I was asked to make some falafel patties for a luncheon and I have the ingredients and have looked at recipes. I was just wondering, if you have made them and they came out good what should I be doing to insure success? And can I bake them in the oven, or do they have to be deep fried? Thank you.
I have had not much luck in the oven or shallow-frying them trying to replicate street-vendor-style falafel balls – they crumble too easy to be shallow-fried and they aren’t the same texturally or in flavor when oven-baked. Best to consider these products a separate entity.
If you know enough about deep-frying, and have the space and time to cook larger quantities of food, you should do that. I believe the guys in the street carts and the tiny store fronts only cook a few falafel balls at a time – using oil at the right temperature which has certainly been well broken-in by the time your order is up. This doesn’t seem the way to go for a luncheon.
That said, patties are absolutely tasty when baked in the oven – after all, just look at the ingredients – if not the same as street-style deep-fried balls, and maybe by coating with fat, pre-heating their cores, and going with a high oven temperature you could make them really stellar.
In my experience, shallow-frying works better for patties than for balls. I’ve always liked that shape better, so shallow-frying it’s been.

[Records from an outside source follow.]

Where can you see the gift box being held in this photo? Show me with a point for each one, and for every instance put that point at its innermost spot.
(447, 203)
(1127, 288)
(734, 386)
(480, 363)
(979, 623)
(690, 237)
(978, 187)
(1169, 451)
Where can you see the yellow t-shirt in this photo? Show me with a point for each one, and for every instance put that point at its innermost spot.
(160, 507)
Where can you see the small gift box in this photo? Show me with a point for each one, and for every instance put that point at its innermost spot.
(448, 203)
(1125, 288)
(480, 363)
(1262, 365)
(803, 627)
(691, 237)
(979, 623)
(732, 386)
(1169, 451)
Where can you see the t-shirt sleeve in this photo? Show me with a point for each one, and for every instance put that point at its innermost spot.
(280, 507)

To avoid having to serve falafel crumble, consider choosing a recipe that contains a binder (eggs or flour), and fry a test patty to check seasoning, texture etc. One of my favourite tried and true recipes also contains couscous or bulgur wheat.
Well, I made a test recipe with egg white, a bit of flour, and baking powder thrown in with the chickpeas, onion and garlic. Made little patties and shallow fried in 1/2" oil. They held together pretty well and tasted good. But the kitchen - what a mess! I guess it’s one of those things like Chinese food that you’re better off buying from a restaurant! I’m going to try oven baking the little I have left over tomorrow.
It’s been about 20 years, but the best falafel I ever had was home-made from a recipe in the Moosewood cookbook. It didn’t look anything like Greek restaurant falafel, it was in chickpea-colored patties which I believe were fried in a little oil.
The pita and tzatziki sauce were homemade too, so that probably helped. One of the best meals I ever had, ever.
ETA: link to recipe added. I’m not positive it’s the same recipe, but that’s what the blog said, so…proceed with caution.
Whenever I make falafel, I use a mix. The best one is this Lebanese brand which I can’t call to mind at the moment. I’ve also used Near East brand. The key, in any case, is to get the oil hot, hot, hot. If it’s not hot enough, the falafel just comes to pieces and makes an unholy mess. And it takes a surprisingly long time to get the oil up to temperature. The falafel should cook really quickly – just a minute or two to a side.
I think lots of the particulars, and culinary uniqueness depends on the Nationality or clloquialism of the Falafel. It depends where you are on the Mediterranean, in the Middle East, Dearborn, U.S.A., Toronto, Canada… or NY, NY. Jewish, Lebanese, or Syrian… Maybe even Indian… because there are garbanzo cake iterations in Indian Cuisine.